I came across these few images today, produced by Mind, a UK mental health charity. They’re aimed specifically for people with bpd (the images, not the charity). It may be the frame of mind I’m in right now, ie, cranky as FUCK, but they didn’t strike me as particularly helpful in any kind of real world scenario. Before I rant any further, take a look at them and see what you think:

On my average day, I get very little time alone. I’m either with my kids, or at work, or with my husband. Anything can trigger me, at any time. Today was a case in point, my kids pushed every possible button and then some. I was frustrated as hell, and badly needed to find a way to calm myself down. But flick back up to the first image……………..how are any of them helpful when two small people are slamming various doors and shouting at me? I can’t exactly bring them along for the paper ripping, pillow punching, ice smashing escapades (that’s assuming I was calm enough to think of these strategies in the first place, which, if I was, would mean I didn’t need them!!!) How is that modelling good coping strategies? Or is it? I get that they would work, kind of, but I also think that anything so aggressive might fuel the anger further before calming it down.
I’m not going to go through each list but you get where I’m going. These are all helpful strategies, yes, but in an ideal world where one can just take a step back to engage them. How many of us can do that? Wrap up in a blanket and watch my favourite tv show??? I cannot begin to describe how much I would love to do that, but it’s not realistic. If I were to take a shower every time I got mad our lovely new water bill would rapidly hit second mortgage levels. Counting to ten just plain doesn’t work. I tried, multiple times today. I tried deep breathing. I tried rationalising what I was thinking. I tried taking a step back and asking the kids to leave me be for just 5 minutes. I got 30 seconds. 
I’m sorry, rant over. I think. It’s been a long, tedious, angst ridden day. I don’t want helpful, well meaning advice. I want a means of coping, long term. Oh yeah, that would be dbt, wouldn’t it? Except there’s the small matter of that pesky 8 month wait. So till then? I guess I’d better stock up on ice cubes. 
I’m still cranky.

This article has 4 Comments

  1. These suggestions are right from DBT. I have the same issues as you are mentioning….fortunately they (DBT)have a super long list of things to do in difficult situations so it is possible to find a few that you can use without having members of your family (any age) look at you sideways. For me, if I can at least first remember to breath, then there is a good chance I can move on to a second option. Usually wind up sweeping or cleaning, or cooking/baking. There are more…but at different times of the day some are more possible than others. 🙂 Colleen

    1. Thanks Colleen 🙂 It’s definitely about taking back some sort of control, isn’t it? Any time things get really bad for me I paint a room in the house. A little extreme I know but the rhythm of it takes me out of myself. Bonus is that the house looks better!
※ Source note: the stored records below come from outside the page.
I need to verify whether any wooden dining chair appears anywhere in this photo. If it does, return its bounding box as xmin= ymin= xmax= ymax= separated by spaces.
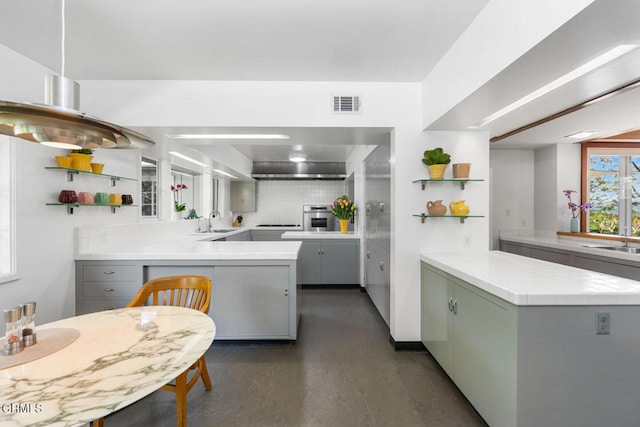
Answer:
xmin=93 ymin=276 xmax=211 ymax=427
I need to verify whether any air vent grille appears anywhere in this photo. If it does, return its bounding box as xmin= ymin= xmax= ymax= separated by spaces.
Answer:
xmin=333 ymin=95 xmax=360 ymax=113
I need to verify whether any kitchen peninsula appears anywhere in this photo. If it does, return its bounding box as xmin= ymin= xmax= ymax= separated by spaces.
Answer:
xmin=75 ymin=224 xmax=301 ymax=340
xmin=421 ymin=251 xmax=640 ymax=427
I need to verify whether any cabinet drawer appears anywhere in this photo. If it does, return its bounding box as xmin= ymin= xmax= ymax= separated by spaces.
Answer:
xmin=82 ymin=265 xmax=138 ymax=282
xmin=82 ymin=281 xmax=140 ymax=300
xmin=78 ymin=299 xmax=130 ymax=314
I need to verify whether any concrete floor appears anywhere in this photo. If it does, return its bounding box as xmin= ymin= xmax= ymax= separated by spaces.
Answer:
xmin=105 ymin=289 xmax=485 ymax=427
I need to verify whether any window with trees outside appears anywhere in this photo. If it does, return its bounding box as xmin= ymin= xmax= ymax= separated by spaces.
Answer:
xmin=582 ymin=143 xmax=640 ymax=237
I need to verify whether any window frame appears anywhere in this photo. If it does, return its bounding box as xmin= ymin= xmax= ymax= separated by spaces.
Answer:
xmin=580 ymin=142 xmax=640 ymax=240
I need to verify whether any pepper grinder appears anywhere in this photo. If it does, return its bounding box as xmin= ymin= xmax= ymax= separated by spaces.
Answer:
xmin=20 ymin=301 xmax=37 ymax=347
xmin=3 ymin=307 xmax=24 ymax=356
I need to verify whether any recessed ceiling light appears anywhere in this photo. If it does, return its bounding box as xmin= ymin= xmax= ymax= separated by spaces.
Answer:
xmin=289 ymin=151 xmax=307 ymax=163
xmin=469 ymin=44 xmax=638 ymax=129
xmin=565 ymin=130 xmax=596 ymax=139
xmin=167 ymin=133 xmax=289 ymax=139
xmin=213 ymin=169 xmax=238 ymax=179
xmin=169 ymin=151 xmax=209 ymax=168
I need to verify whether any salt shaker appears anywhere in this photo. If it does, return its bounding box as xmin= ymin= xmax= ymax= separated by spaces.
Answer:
xmin=20 ymin=301 xmax=37 ymax=347
xmin=3 ymin=307 xmax=24 ymax=356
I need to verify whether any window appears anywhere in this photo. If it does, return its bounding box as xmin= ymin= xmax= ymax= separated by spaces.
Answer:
xmin=0 ymin=135 xmax=17 ymax=283
xmin=140 ymin=157 xmax=158 ymax=218
xmin=582 ymin=143 xmax=640 ymax=237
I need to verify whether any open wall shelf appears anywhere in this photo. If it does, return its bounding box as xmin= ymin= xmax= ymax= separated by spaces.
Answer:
xmin=413 ymin=178 xmax=484 ymax=190
xmin=413 ymin=214 xmax=484 ymax=224
xmin=46 ymin=203 xmax=138 ymax=215
xmin=45 ymin=166 xmax=137 ymax=187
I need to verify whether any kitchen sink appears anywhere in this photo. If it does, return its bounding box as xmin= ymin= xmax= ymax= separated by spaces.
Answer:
xmin=585 ymin=246 xmax=640 ymax=254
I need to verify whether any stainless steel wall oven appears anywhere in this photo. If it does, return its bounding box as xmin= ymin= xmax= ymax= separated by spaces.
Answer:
xmin=302 ymin=205 xmax=335 ymax=231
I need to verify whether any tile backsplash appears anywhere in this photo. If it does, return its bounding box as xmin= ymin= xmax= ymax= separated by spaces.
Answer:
xmin=240 ymin=181 xmax=345 ymax=227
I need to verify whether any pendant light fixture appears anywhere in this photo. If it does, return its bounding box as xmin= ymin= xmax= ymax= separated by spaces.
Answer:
xmin=0 ymin=0 xmax=154 ymax=149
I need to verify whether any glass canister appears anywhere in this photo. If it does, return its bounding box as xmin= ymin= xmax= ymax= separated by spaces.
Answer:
xmin=3 ymin=307 xmax=24 ymax=356
xmin=20 ymin=301 xmax=37 ymax=347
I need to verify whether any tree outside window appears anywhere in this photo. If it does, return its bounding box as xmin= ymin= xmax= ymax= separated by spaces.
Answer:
xmin=583 ymin=144 xmax=640 ymax=236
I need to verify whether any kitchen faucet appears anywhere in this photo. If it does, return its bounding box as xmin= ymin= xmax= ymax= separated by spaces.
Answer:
xmin=207 ymin=211 xmax=222 ymax=232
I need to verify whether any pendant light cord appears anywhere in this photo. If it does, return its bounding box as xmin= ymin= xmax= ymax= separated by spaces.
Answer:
xmin=60 ymin=0 xmax=66 ymax=77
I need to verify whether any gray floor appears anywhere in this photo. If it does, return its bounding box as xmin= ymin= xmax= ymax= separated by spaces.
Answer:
xmin=105 ymin=289 xmax=485 ymax=427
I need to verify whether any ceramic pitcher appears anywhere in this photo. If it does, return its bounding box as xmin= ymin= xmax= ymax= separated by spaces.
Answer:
xmin=449 ymin=200 xmax=469 ymax=216
xmin=427 ymin=200 xmax=447 ymax=215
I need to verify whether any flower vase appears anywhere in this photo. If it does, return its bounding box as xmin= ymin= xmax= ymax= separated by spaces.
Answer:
xmin=570 ymin=218 xmax=580 ymax=233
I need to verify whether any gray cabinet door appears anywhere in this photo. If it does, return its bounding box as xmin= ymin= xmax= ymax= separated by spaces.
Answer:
xmin=209 ymin=265 xmax=290 ymax=339
xmin=420 ymin=266 xmax=454 ymax=378
xmin=321 ymin=240 xmax=358 ymax=285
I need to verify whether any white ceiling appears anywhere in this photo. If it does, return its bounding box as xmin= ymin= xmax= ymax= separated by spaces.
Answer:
xmin=0 ymin=0 xmax=640 ymax=157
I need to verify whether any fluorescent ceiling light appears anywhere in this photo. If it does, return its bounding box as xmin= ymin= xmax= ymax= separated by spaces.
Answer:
xmin=167 ymin=133 xmax=289 ymax=139
xmin=470 ymin=44 xmax=638 ymax=129
xmin=213 ymin=169 xmax=238 ymax=179
xmin=289 ymin=151 xmax=307 ymax=163
xmin=169 ymin=151 xmax=209 ymax=168
xmin=565 ymin=130 xmax=596 ymax=139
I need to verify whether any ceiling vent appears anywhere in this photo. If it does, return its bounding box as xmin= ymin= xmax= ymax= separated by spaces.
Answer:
xmin=333 ymin=95 xmax=360 ymax=113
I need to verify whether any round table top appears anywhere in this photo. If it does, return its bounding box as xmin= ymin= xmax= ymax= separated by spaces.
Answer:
xmin=0 ymin=306 xmax=216 ymax=426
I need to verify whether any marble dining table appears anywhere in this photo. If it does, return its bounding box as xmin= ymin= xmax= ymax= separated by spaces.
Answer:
xmin=0 ymin=306 xmax=216 ymax=427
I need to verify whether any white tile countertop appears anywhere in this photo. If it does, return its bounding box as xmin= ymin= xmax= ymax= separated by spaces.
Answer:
xmin=500 ymin=234 xmax=640 ymax=264
xmin=420 ymin=251 xmax=640 ymax=306
xmin=281 ymin=231 xmax=360 ymax=240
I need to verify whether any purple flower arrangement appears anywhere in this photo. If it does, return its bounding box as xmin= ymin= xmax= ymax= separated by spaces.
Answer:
xmin=563 ymin=190 xmax=591 ymax=218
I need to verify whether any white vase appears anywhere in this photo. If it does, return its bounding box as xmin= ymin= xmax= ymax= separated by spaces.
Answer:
xmin=570 ymin=218 xmax=580 ymax=233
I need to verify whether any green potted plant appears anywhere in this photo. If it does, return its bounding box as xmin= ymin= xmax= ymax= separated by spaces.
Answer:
xmin=422 ymin=147 xmax=451 ymax=179
xmin=69 ymin=148 xmax=93 ymax=172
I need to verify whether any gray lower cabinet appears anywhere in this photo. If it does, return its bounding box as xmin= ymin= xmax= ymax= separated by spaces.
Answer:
xmin=76 ymin=260 xmax=300 ymax=340
xmin=298 ymin=239 xmax=359 ymax=285
xmin=420 ymin=262 xmax=640 ymax=427
xmin=76 ymin=261 xmax=142 ymax=314
xmin=421 ymin=264 xmax=517 ymax=426
xmin=210 ymin=265 xmax=295 ymax=339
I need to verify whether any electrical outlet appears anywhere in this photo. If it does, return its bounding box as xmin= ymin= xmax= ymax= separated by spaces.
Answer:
xmin=596 ymin=313 xmax=611 ymax=335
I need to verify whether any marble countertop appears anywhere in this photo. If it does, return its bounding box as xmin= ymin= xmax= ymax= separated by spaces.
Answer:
xmin=281 ymin=231 xmax=360 ymax=240
xmin=75 ymin=234 xmax=302 ymax=261
xmin=0 ymin=306 xmax=216 ymax=426
xmin=420 ymin=251 xmax=640 ymax=306
xmin=500 ymin=235 xmax=640 ymax=264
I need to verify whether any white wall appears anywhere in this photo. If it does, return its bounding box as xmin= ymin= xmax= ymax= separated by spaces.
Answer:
xmin=242 ymin=181 xmax=345 ymax=227
xmin=422 ymin=0 xmax=593 ymax=128
xmin=490 ymin=149 xmax=535 ymax=249
xmin=0 ymin=46 xmax=140 ymax=326
xmin=534 ymin=144 xmax=581 ymax=232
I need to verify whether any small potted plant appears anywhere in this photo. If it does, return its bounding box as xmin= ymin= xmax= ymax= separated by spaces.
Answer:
xmin=69 ymin=148 xmax=93 ymax=172
xmin=422 ymin=147 xmax=451 ymax=179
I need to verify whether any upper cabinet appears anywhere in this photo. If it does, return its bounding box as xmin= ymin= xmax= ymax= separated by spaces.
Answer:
xmin=230 ymin=181 xmax=256 ymax=213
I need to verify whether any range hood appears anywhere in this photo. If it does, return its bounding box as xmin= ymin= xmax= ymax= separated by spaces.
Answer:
xmin=0 ymin=76 xmax=154 ymax=149
xmin=251 ymin=162 xmax=347 ymax=180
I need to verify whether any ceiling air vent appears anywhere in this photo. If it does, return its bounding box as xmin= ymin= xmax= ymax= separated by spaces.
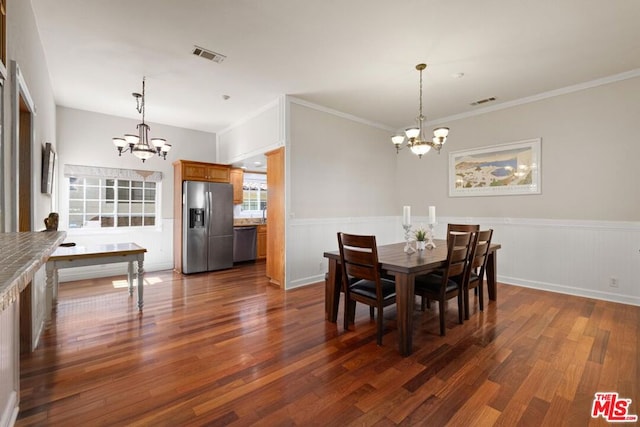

  2. I understand your frustration. With severe PND, the standard advice for self-care (plenty of sleep, regular exercise, balanced meals) drove me crazy. How, exactly, does a breastfeeding mother of a newborn manage any of those things?

    1. I used to get that with the kids, drove me absolutely demented. That and ‘sleep when baby sleeps’. Both my kids had chronic reflux and never slept!!!!!! I get that people mean well but it’s profoundly unhelpful advice.